The 'Ivan' Question

Firstly,

1) Focus on points Z, X, Y and O and angle YZO, which is 60 degrees as told.

2) The lengths of XY, XO and XZ are all 4 (as told), which allows you to draw a circle of radius 4 with centre point X, while Z, Y and O all sit on the circumference of the circle.

3) By taking advantage of one of the circle theorems that any angle on the circumference of a circle subtended from two points on the circumference is always half of the angle coming from the centre of the circle subtended from the said two points . Thus, the angle YZO (which is 60 degrees) is half of the angle YXO. Making angle YXO = 120 degrees.

Secondly,

1) Focus on the quadrilateral XOWY with YXO = 120 degrees.

2) By observation, you can see that XOWY is made up of two right angle triangles. Thus, by drawing lines XW and YO, you split the quadrilateral into 4 new right angle triangles.

3) Let the point of intersection of lines XW and YO be M. By observation, Angles MXY and MXO are equal and angle YXO = 120 degrees, so angles MXY = MXO = 60 degrees. So angles MYX = MOX = 30 degrees. Angles MYW = MOW = 60 degrees and angles MWY = MWO = 30 degrees.

4) Using trigonometric ratios for right angles that contain angles 30 and 60 degrees and the fact that XO = XY = 4, you can quickly deduce that length XM = 2 and length MW = 6, so now we know XW = 8 = Root(1728 x cot^3(ϴ))

Thirdly,

1) Focus on your new equation {8 = Root(1728 x cot^3(ϴ))}.

2) Using simple algebraic techniques and rearrangement, you can derive that 1/27 = cot^3(ϴ). So 1/3 = cot(ϴ).
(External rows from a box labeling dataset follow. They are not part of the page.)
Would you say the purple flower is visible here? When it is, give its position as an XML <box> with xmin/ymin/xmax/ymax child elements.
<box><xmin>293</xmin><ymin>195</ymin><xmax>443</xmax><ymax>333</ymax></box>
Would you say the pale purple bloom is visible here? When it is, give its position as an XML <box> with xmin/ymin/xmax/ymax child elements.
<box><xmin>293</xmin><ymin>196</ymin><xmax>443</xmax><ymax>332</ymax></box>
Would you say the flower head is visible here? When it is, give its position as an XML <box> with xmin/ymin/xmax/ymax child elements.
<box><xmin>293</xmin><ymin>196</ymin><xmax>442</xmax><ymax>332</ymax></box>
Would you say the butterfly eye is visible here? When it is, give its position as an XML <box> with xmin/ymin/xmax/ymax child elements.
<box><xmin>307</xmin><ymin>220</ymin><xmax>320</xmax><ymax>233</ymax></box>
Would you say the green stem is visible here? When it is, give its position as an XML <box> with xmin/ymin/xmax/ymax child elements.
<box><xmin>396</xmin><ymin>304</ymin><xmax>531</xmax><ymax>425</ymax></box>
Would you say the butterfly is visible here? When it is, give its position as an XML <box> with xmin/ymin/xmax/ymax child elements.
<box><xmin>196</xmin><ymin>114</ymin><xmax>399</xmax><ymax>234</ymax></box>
3) Using trigonometric identities and an algebraic technique, you can derive that:

• cos(ϴ)/sin(ϴ) = x/3x

• cos(ϴ) = x and sin(ϴ) = 3x

• x^2 + 9x^2 = 1 (using the identity sin^2(ϴ) + cos^2(ϴ) = 1)

• 10x^2 = 1

• x = 1/Root(10) (positive root since we will be using x to derive the lengths for rectangle ABCO)

4) cos(ϴ) = 1/Root(10) and sin(ϴ) = 3/Root(10)

Fourthly,

1) Focus on the coordinates of points O = (0,0) and B = (10,2 x Root(5)).

2) By finding the magnitude of length OB using good old Pythagoras theorem, you can derive that length OB = 2 x Root(30)

3) You can observe that length OB splits rectangle ABCO into two congruent right angle triangles. Take triangle AOB and observe using the information given that angle AOB = ϴ degrees. Using basic trigonometric knowledge and the fact that the hypotenuse of triangle AOB is of length 2 x Root(30), you can derive that:

• OA = cos(ϴ) x 2 x Root(30) = 1/Root(10) x 2 x Root(30) = 2 x Root(3)

• AB = sin(ϴ) x 2 x Root(30) = 3/Root(10) x 2 x Root(30) = 6 x Root(3)

4) Thus, you can now see that the lengths of the sides of rectangle ABCO are 2 x Root(3) and 6 x Root(3), and by calculating the area of this rectangle using the known information, we find that area ABCO = 36 = β

Lastly,

1) Focus on triangle YOW and any measurements you have left behind when finding length XW.

2) Using the lengths and angles you have left behind, you can quickly find the area of triangle YOW using the simple triangle area formulas you should already know, and you find that the area of triangle YOW = 12 x Root(3) = α

The Cherry on the Top,

1) Focus on the given information: Kα = β

2) Use your know values for αlpha and βeta to get:

• K x 12 x Root(3) = 36

• K x Root(3) = 3

• K = 3/Root(3)

3) K = Root(3)

I made this question during a boring school assembly. Hope you had fun.